Schlesinger loved politics -- "the greatest fun" -- and believed in it. He was one of its happiest warriors. He preferred martinis and bourbon. This sparkling book is his champagne. To understand "Journals" one has to have either read all the histories of the 20th century or known the dramatis personae. There were only a few people who crossed all the social worlds he did, the spheres of the arts, movies, academia, international affairs and politics, not only in Washington and New York but also in Europe and Latin America. Few people lived as fully in as many places.

"Journals" is a record of only some aspects of his political and social life. For years, really decades, his effervescent social whirl was a kind of compensation for his losses in politics. While seemingly everybody makes an appearance in "Journals," there are no descriptions whatsoever of Schlesinger's intellectual influences and closest personal and professional relationships, such as those with John Kenneth Galbraith, Isaiah Berlin and Reinhold Niebuhr. Very little of Schlesinger's intellectual life or method is present in "Journals." He notes how much he enjoyed spending time with manuscripts in libraries, but we do not learn how he developed his thoughts or composed his histories. Unlike his proper books, which are filled with brilliantly drawn profiles, "Journals" is catch as catch can. It is the record of a sensibility.

"Journals" opens with a scene in Washington, in 1952, at a quintessential political event for hacks, a Jefferson-Jackson dinner, where the young Arthur is having a ball, judging President Truman's speech, jumping into Averell Harriman's car and hanging out afterward with Adlai Stevenson. Harriman pushes Stevenson to run against Eisenhower. "Adlai groaned, looked as if he were going to cry, put his head in his hands, and finally said, half humorously, half agonizedly, 'This will probably shock you all; but at the moment I don't give a god damn what happens to the party or to the country.'" Harriman ascribes Stevenson's comments to a cold. Schlesinger is soon recruited as a speechwriter and advisor for the Stevenson campaign. He discovers that he loves just about everything about politics, the plotting, the gossip, schmoozing with pols and press, spending time in hotels, the rallies, the whole picaresque life.

Schlesinger had the great good luck to catch the upside of the political cycle. He was almost exactly the same age as Kennedy, six months younger. He finds in JFK a personification of how to conduct politics and, indeed, of liberalism.

In the late 1950s, Schlesinger faced a mood of resignation and detachment even after Kennedy was nominated. There was a feeling that politics couldn't accomplish much. Kennedy was probably the first candidate to be labeled inauthentic, setting off the pseudo-omniscience of the chattering classes against all grimy politicians as packaged products.
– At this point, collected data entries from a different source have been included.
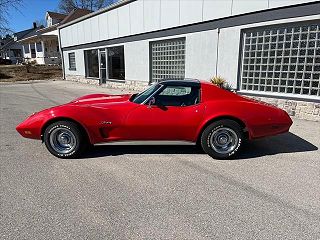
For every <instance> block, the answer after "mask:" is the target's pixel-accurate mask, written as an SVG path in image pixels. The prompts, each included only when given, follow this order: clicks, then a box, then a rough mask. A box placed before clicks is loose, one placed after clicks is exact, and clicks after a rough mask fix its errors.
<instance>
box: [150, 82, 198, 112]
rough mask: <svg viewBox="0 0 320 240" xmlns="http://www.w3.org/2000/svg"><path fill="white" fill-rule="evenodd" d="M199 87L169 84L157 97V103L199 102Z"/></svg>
mask: <svg viewBox="0 0 320 240" xmlns="http://www.w3.org/2000/svg"><path fill="white" fill-rule="evenodd" d="M199 90H200V89H199V88H198V87H188V86H167V87H166V88H164V89H163V90H162V91H161V92H160V93H159V94H158V95H157V96H156V97H155V100H156V104H157V105H162V106H181V107H183V106H191V105H195V104H197V103H199V100H200V96H199V92H200V91H199Z"/></svg>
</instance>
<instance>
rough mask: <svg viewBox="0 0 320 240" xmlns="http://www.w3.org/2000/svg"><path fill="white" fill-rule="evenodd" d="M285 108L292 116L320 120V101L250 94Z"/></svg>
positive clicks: (283, 108)
mask: <svg viewBox="0 0 320 240" xmlns="http://www.w3.org/2000/svg"><path fill="white" fill-rule="evenodd" d="M248 97H251V98H254V99H256V100H260V101H263V102H266V103H269V104H272V105H274V106H276V107H278V108H281V109H283V110H285V111H286V112H287V113H288V114H289V115H290V116H292V117H295V118H299V119H304V120H310V121H316V122H320V103H315V102H306V101H297V100H288V99H277V98H268V97H257V96H254V97H253V96H248Z"/></svg>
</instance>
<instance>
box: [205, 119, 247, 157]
mask: <svg viewBox="0 0 320 240" xmlns="http://www.w3.org/2000/svg"><path fill="white" fill-rule="evenodd" d="M243 139H244V135H243V131H242V128H241V126H240V125H239V124H238V123H237V122H235V121H232V120H228V119H226V120H219V121H216V122H214V123H212V124H210V125H208V126H207V127H206V128H205V129H204V131H203V132H202V135H201V146H202V148H203V150H204V151H205V152H206V153H207V154H208V155H210V156H211V157H213V158H216V159H228V158H231V157H232V156H234V155H235V154H236V153H237V152H238V151H239V149H240V147H241V145H242V142H243Z"/></svg>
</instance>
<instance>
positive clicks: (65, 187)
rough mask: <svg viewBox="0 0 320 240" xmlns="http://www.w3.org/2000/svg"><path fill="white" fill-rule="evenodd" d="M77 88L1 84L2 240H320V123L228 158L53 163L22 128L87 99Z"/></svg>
mask: <svg viewBox="0 0 320 240" xmlns="http://www.w3.org/2000/svg"><path fill="white" fill-rule="evenodd" d="M97 92H108V93H120V92H121V91H119V90H112V91H111V90H108V89H103V88H99V87H95V86H88V85H83V84H76V83H71V82H63V81H56V82H39V83H33V84H1V85H0V107H1V110H0V123H1V124H0V157H1V158H0V217H1V219H0V220H1V221H0V239H320V151H319V149H318V148H319V146H320V137H319V135H320V123H319V122H309V121H302V120H296V119H294V125H293V126H292V129H291V132H290V133H287V134H283V135H279V136H275V137H271V138H266V139H261V140H258V141H254V142H252V143H250V144H248V145H247V146H246V147H245V149H244V152H243V153H241V154H240V156H239V158H238V159H237V160H232V161H231V160H230V161H219V160H214V159H212V158H210V157H208V156H207V155H206V154H204V153H202V152H199V151H197V150H196V148H195V147H193V146H186V145H179V146H171V145H164V146H157V145H154V146H146V145H110V146H98V147H96V148H95V149H94V150H93V151H92V152H90V153H88V154H87V155H86V157H85V158H82V159H74V160H62V159H58V158H55V157H53V156H52V155H50V154H49V152H48V151H47V150H46V149H45V146H44V145H43V144H41V142H40V141H35V140H28V139H24V138H22V137H20V136H19V135H18V133H17V132H16V131H15V126H16V125H17V124H18V123H19V122H21V121H22V120H24V119H25V118H26V117H27V116H28V115H30V114H31V113H32V112H35V111H39V110H41V109H43V108H47V107H50V106H53V105H56V104H61V103H65V102H67V101H70V100H72V99H74V98H76V97H78V96H81V95H84V94H89V93H97Z"/></svg>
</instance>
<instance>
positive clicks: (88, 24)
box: [83, 19, 91, 43]
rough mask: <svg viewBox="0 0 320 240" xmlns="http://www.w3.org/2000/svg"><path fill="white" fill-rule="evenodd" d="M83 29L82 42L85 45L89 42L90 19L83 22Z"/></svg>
mask: <svg viewBox="0 0 320 240" xmlns="http://www.w3.org/2000/svg"><path fill="white" fill-rule="evenodd" d="M83 27H84V41H85V43H89V42H91V23H90V19H86V20H84V21H83Z"/></svg>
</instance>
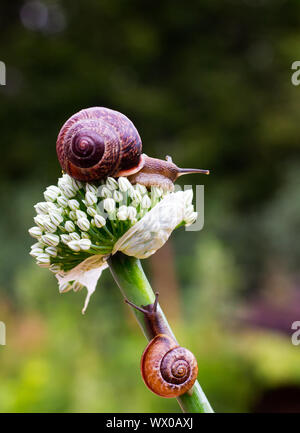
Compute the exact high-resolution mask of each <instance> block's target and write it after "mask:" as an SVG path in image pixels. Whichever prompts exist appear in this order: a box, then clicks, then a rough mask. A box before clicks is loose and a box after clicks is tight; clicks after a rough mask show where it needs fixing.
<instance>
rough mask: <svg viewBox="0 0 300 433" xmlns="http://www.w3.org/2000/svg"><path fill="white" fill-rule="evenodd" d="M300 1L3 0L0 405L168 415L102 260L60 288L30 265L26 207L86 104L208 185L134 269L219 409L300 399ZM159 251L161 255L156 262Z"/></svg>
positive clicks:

After all, he wasn't Kennedy yet as we understand him, though Schlesinger saw the possibilities where others disdained what they saw as a callow and merely ambitious politician. Schlesinger felt compelled to write a short book to meet the malaise head-on, "Kennedy or Nixon? Does It Make Any Difference?" Even in his book his hopes for Kennedy are measured while he gleefully eviscerates Nixon. Liberals were still captivated by the high-minded romantic image of Stevenson, whose ambivalence about politics was taken as inspirational and authentic. Until his dying day, Stevenson remained a beautiful loser, because by losing he remained pure.